Gündem

Kanal İstanbulla büyük darbe! 458 hektarlık ormanlık alanın yok olacak!

Türkiye Ormancılar Derneği ve Kuzey Ormanları Savunması tarafından açıklanan “Kanal İstanbul’un Kuzey Ormanları Üzerindeki Etkisi” başlıklı konuda ciddi rakamlar verildi. Projesinin hayata geçirilmesi halinde, İstanbul’da 458 hektarlık ormanlık alanın yok olacağı belirtildi. Kanal İstanbul projesi ile İstanbul’daki orman varlığına büyük bir darbe vurulacağı belirtilirken, yok olacak ormanların 287 hektarının Türkiye’deki koruma değeri en yüksek olan Muhafaza Ormanı statüsündeki Terkos Gölü Muhafaza Ormanı sınırları içinde kaldığı ifade edildi. ÇED raporunda ‘kesiyoruz ama yerine dikiyoruz’ açıklamaları da damga vurdu. Kesilecek orman alanlarının 595 futbol sahası olduğu ve Kanal çevresinde oluşturulacak yeni yerleşim yerleriyle birlikte kaybedilen orman alanı miktarı 3.896 futbol sahasına eşdeğer…

‘Kesiyoruz ama yerine dikiyoruz!’

399 bitki türü, 37 memeli, 8 yarasa, 239 böcek, 7 iki yaşamlı, 24 sürüngen ve 249 kuş türü yaşamaktadır. Bitkilerden 13’ü endemik, 16’sı ise tehdit altındaki türlerdir. Benzer şekilde fauna elemanlarından da 153’ü Bern Sözleşmesi gereğince korunan türlerdir. Tehdit altında 5 kuş türü de bulunmaktadır. Ancak ÇED Raporunda verilen flora ve fauna listeleri eksiktir. ÇED raporunda da canlıların habitat parçalanmasından zarar göreceği kabul edilmiş olup bitkilerin korunması için endemik olanlarından sadece 5’inin tohumlarının taşınacağı açıklanmıştır. ÇED Raporunda, diğerleri için de başka habitatlarda da yayılış göstermesi nedeniyle taşınmasına dahi gerek olmadığı yer almaktadır.

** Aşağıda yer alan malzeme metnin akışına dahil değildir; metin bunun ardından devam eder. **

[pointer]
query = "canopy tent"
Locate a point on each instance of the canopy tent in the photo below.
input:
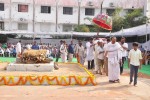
(135, 31)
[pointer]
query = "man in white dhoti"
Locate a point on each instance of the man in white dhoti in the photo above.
(106, 57)
(18, 49)
(114, 58)
(80, 53)
(96, 55)
(63, 51)
(90, 54)
(100, 57)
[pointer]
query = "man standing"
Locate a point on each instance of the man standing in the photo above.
(135, 62)
(106, 57)
(70, 51)
(100, 57)
(80, 53)
(35, 46)
(114, 58)
(18, 49)
(124, 53)
(58, 53)
(96, 55)
(90, 54)
(63, 51)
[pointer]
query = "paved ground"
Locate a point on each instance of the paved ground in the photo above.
(103, 91)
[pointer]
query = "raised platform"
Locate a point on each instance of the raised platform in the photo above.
(68, 74)
(31, 67)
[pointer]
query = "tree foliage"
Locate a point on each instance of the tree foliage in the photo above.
(131, 19)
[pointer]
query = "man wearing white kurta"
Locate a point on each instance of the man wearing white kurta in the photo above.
(80, 53)
(63, 51)
(124, 53)
(106, 57)
(100, 57)
(90, 54)
(114, 58)
(18, 48)
(96, 55)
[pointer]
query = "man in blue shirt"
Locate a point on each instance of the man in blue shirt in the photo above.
(70, 51)
(35, 46)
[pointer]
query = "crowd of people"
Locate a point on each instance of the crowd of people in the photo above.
(104, 56)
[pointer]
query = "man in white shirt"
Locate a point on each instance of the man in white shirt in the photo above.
(95, 41)
(100, 56)
(106, 57)
(135, 62)
(124, 53)
(63, 51)
(90, 53)
(18, 48)
(80, 53)
(114, 58)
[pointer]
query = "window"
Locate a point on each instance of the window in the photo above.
(68, 10)
(67, 28)
(45, 9)
(22, 26)
(110, 11)
(89, 11)
(45, 27)
(1, 25)
(1, 6)
(22, 8)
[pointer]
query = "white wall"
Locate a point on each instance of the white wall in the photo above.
(82, 13)
(68, 19)
(47, 18)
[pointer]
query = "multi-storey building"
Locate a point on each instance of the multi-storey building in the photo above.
(45, 16)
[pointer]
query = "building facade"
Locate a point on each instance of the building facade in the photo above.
(44, 16)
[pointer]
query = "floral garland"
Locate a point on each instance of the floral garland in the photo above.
(50, 80)
(39, 80)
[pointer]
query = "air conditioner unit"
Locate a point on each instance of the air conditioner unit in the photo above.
(22, 19)
(90, 3)
(111, 4)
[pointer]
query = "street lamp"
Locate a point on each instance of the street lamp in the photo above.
(79, 8)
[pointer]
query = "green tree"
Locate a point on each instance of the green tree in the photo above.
(81, 28)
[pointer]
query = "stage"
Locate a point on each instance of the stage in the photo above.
(68, 74)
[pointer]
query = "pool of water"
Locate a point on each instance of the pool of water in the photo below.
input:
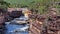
(12, 27)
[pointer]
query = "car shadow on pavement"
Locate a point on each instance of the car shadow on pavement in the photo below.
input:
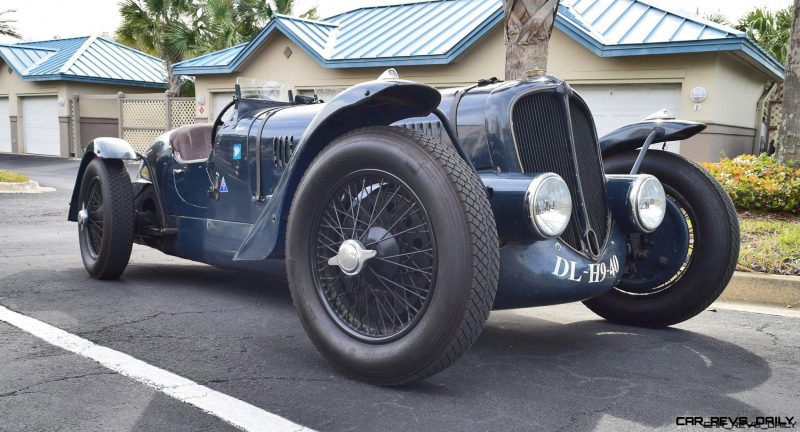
(577, 373)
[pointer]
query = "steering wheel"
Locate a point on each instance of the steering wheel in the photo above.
(218, 122)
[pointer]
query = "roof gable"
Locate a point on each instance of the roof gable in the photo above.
(87, 59)
(439, 31)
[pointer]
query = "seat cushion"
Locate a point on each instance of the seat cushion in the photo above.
(191, 143)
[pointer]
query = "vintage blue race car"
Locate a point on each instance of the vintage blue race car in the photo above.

Bilimsellikten uzak bu taşıma şeklindeki önlem neredeyse tüm ÇED Raporlarında bulunmakta olup doğaya verilen zararın küçük gösterilmesinde kullanılmaktadır. Benzer bir sözde önlem de kesilen ormanların yerine başka yerlerde ağaçlandırma yapılacağıdır. Kanal İstanbul için kesilen orman alanlarında 201 bin kadar ağaç olduğu ÇED Raporunda belirtilmiştir. Bu ağaçların bir kısmının taşınabileceği, taşınamayan ağaçların yerine de uygun alanlarda ağaçlandırma yapılacağı açıklanmıştır. Bu şekildeki gerekçelerde orman alanlarında yapılan tüm yatırımların ÇED Raporlarında yer almaktadır. Ağaçlandırmaların orman ekosistemi haline gelmesi için onlarca yıl geçmesi gerektiği artık tüm kamuoyunca bilinmesine rağmen ÇED Raporlarında halen ‘kesiyoruz ama yerine dikiyoruz’ açıklamalarına Çevre ve Şehircilik Bakanlığı ile Orman Bakanlığı tarafından halen itibar edilmesini de anlamamaktayız.

‘Muhafaza Ormanı’ ilan edilmeli!

İstanbul’un havasının temizlenmesine ve sel gibi doğal afetlerin önlenmesine katkı sağlamaktadır. Yapılması gereken; on yıllardır ağır tahribata maruz bırakılmış olan Kuzey Ormanlarının tümüyle ‘Muhafaza Ormanı’ ilan edilerek her türlü rant ve yağma projesine derhal kapatılması ve diğer doğal ekosistemlerle birlikte koruma altına alınarak her türlü baskı ve yapılaşmadan uzak tutulmalı.